But in the past 30 or so days, oil prices have struggled mightily, sinking to just below $63 per barrel at the beginning of the month — an almost 20 percent decrease from the close to $75/barrel levels that we’d seen earlier this year.

Sways in price are nothing new to the fickle industry. We’ve heavily documented some of the reasons for the continual ups and downs of the industry.


But this dip is a little different for economic experts because they say they’re not sure why the prices are falling because they maintain that conditions are still ripe for an increase in price.

Economic experts said the recent downswing is puzzling because global supply is down, which should mean that prices go up.

Experts maintain that if the current conditions hold, there will have to be an upward swing in price, which could speed up work in the Gulf of Mexico, which would be good news for area businesses.


“I think we went from being too worried about losing Iranian oil to now being too complacent,” said Phil Flynn, a senior market analyst at Price Futures Group.

Experts said the No. 1 reason why the price hasn’t been stable is because they don’t know how much oil will be on the market on a week-to-week basis because of the instability of global markets in the current economic climate.

In May, President Donald Trump announced that the United States would no longer be part of the Joint Comprehensive Plan of Action signed in 2015 which aimed to curb Iran’s nuclear program.


Iran is a major producer of oil and gas globally. They are one of the leaders in the world.
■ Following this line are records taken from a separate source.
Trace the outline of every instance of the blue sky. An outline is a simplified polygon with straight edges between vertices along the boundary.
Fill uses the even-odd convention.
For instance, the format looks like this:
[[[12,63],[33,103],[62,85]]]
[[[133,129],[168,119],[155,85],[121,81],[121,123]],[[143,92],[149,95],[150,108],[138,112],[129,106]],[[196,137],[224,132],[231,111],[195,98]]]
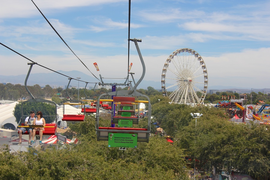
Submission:
[[[33,1],[95,76],[126,77],[128,0]],[[143,79],[160,81],[169,56],[189,48],[203,59],[208,86],[270,88],[269,8],[266,0],[132,0],[130,38],[142,40]],[[0,42],[55,70],[92,75],[30,0],[0,2]],[[130,48],[138,79],[142,65],[133,42]],[[30,62],[2,45],[0,59],[0,74],[27,74]],[[37,65],[32,72],[51,72]]]

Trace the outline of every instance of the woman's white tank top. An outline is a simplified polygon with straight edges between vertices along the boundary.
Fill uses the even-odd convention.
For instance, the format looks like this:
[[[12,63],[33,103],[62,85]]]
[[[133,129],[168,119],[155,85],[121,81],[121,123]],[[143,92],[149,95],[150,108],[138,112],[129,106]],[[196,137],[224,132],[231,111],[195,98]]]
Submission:
[[[36,118],[36,125],[42,125],[43,124],[43,121],[42,121],[43,118],[41,118],[39,120],[38,120],[38,118]]]

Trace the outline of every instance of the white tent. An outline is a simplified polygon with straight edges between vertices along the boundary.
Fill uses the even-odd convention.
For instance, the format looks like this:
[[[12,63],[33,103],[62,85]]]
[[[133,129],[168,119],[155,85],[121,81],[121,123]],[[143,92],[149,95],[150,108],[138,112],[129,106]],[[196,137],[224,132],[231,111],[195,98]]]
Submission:
[[[12,129],[16,128],[18,126],[16,118],[13,115],[13,111],[17,102],[9,104],[0,104],[0,127],[6,124],[10,123],[14,126],[10,127]]]
[[[60,125],[62,127],[67,127],[67,122],[62,120],[63,117],[62,106],[58,107],[57,114],[59,116],[57,122],[60,121]],[[68,104],[65,105],[65,114],[79,114],[81,113],[82,109],[77,109]]]

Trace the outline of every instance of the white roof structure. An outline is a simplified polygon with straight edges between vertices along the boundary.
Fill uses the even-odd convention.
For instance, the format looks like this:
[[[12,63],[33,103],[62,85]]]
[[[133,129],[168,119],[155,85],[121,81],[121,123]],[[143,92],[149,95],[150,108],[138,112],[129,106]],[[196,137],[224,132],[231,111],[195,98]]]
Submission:
[[[14,127],[12,128],[16,128],[18,123],[16,118],[13,115],[13,111],[15,106],[18,104],[17,101],[9,104],[0,104],[0,127],[8,123],[12,124]]]

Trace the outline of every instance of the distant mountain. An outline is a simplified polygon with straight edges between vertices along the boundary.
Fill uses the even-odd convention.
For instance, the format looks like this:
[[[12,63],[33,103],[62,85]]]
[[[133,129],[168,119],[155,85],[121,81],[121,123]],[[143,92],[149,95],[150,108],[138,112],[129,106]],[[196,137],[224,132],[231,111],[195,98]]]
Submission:
[[[93,83],[88,83],[86,87],[88,88],[90,86],[94,86],[96,82],[98,83],[99,81],[95,78],[87,75],[82,72],[73,70],[70,71],[64,71],[62,70],[58,71],[58,72],[62,74],[68,76],[70,77],[74,77],[81,78],[81,80],[84,80],[85,81],[93,82]],[[26,75],[18,75],[17,76],[3,76],[0,75],[0,83],[10,83],[14,84],[20,84],[22,85],[24,85],[24,82],[26,77]],[[99,77],[98,77],[99,78]],[[63,86],[64,88],[65,86],[68,85],[68,77],[53,72],[49,73],[35,73],[30,74],[27,81],[28,86],[33,86],[35,84],[39,84],[41,86],[45,86],[47,84],[50,86]],[[130,80],[131,80],[131,79]],[[123,80],[115,80],[113,82],[108,82],[106,80],[104,80],[104,82],[116,83],[123,83],[124,82]],[[138,80],[135,79],[135,82],[138,81]],[[132,82],[132,85],[134,86],[134,82]],[[77,87],[78,82],[77,81],[71,80],[70,85]],[[80,82],[80,87],[84,87],[85,84],[83,82]],[[137,88],[147,89],[147,87],[151,86],[155,89],[160,90],[161,89],[161,83],[160,81],[156,82],[153,81],[146,81],[143,80],[140,83],[137,87]],[[208,86],[208,92],[210,90],[218,90],[220,92],[224,92],[228,91],[231,91],[233,92],[236,92],[238,93],[250,93],[251,89],[247,88],[233,86]],[[260,89],[253,89],[252,91],[257,93],[259,92],[263,92],[265,94],[270,93],[270,89],[264,88]]]
[[[95,78],[78,71],[64,71],[59,70],[57,71],[57,72],[70,77],[74,78],[74,77],[79,77],[81,78],[80,80],[83,80],[85,81],[93,83],[88,83],[87,88],[88,88],[89,86],[94,86],[95,83],[98,83],[100,82],[100,81]],[[26,75],[17,76],[0,75],[0,83],[9,83],[14,84],[19,84],[23,85],[24,85],[26,76]],[[69,77],[66,77],[55,72],[49,73],[33,73],[29,75],[27,80],[27,85],[32,86],[37,84],[41,87],[43,87],[48,84],[51,86],[63,86],[64,88],[65,86],[67,85],[68,83]],[[136,82],[139,80],[138,80],[136,79],[135,79],[135,82]],[[124,80],[113,80],[112,82],[108,82],[106,80],[104,80],[103,81],[105,83],[108,83],[111,82],[123,83],[124,82]],[[134,86],[134,83],[132,82],[132,85]],[[77,87],[78,86],[78,82],[77,81],[71,80],[70,85]],[[85,86],[85,84],[83,82],[80,82],[79,86],[81,88],[84,87]],[[161,83],[160,82],[156,82],[152,81],[145,81],[143,80],[138,86],[137,88],[146,89],[147,87],[149,86],[157,89],[161,89]]]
But the terms of the deal call for further sanctions on Iran by the United States and also sanctions on nations who do business with the Middle Eastern nation. At the time of the United States’ decision, a 180-day period was set in motion for nations to end their business endeavors with Iran to avoid sanctions.

As the deadline neared, the oil prices surged to their highest figures in four years as experts and price forecasters expected a significant drop in global supply.


But as the deadline passed on Nov. 4, that surge in price reversed course and from October to November, prices dipped more than $10/barrel — even as Iranian oil supplies were drastically cut from the market.

Experts say that the drop in price is multi-faceted, but none of the solutions are concrete and any of the factors can change significantly in the coming weeks.

The first is that as Iran dropped its supply, others raised theirs, which is helping to offset the losses.


Another factor is that the global economy is struggling, so nations are using less energy, which means that even though supply is down, it’s not affecting the price because demand is down, as well.

And the third factor is simple: the unknown.

Economic experts don’t know exactly how President Trump’s sanctions will affect nations’ demand to do business with Iran.


Because of that, they are unsure of how much oil will be on the market on a week-to-week basis, which is making pricing strategies difficult to create on a long-term basis.

“The problem for all of us trying to forecast the prices is knowing how much oil is coming off the market,” said James Williams, an energy economist at WTRG Economics. “Supply and demand forecasts are one thing. But we have to know both facets of that equation. Right now, we don’t know supply. Anything can change drastically in a short period of time once we learn how nations cope with the sanctions and adjust their output.”

But the good news is that long-term forecasts remain favorable for a turnaround in price.


Long-range projections call for $70-$80/barrel oil for the next 12-24 months, which is far high enough for local companies to turn profits in production.

That should — if for nothing else — keep the local economy stable after the prolonged downturn.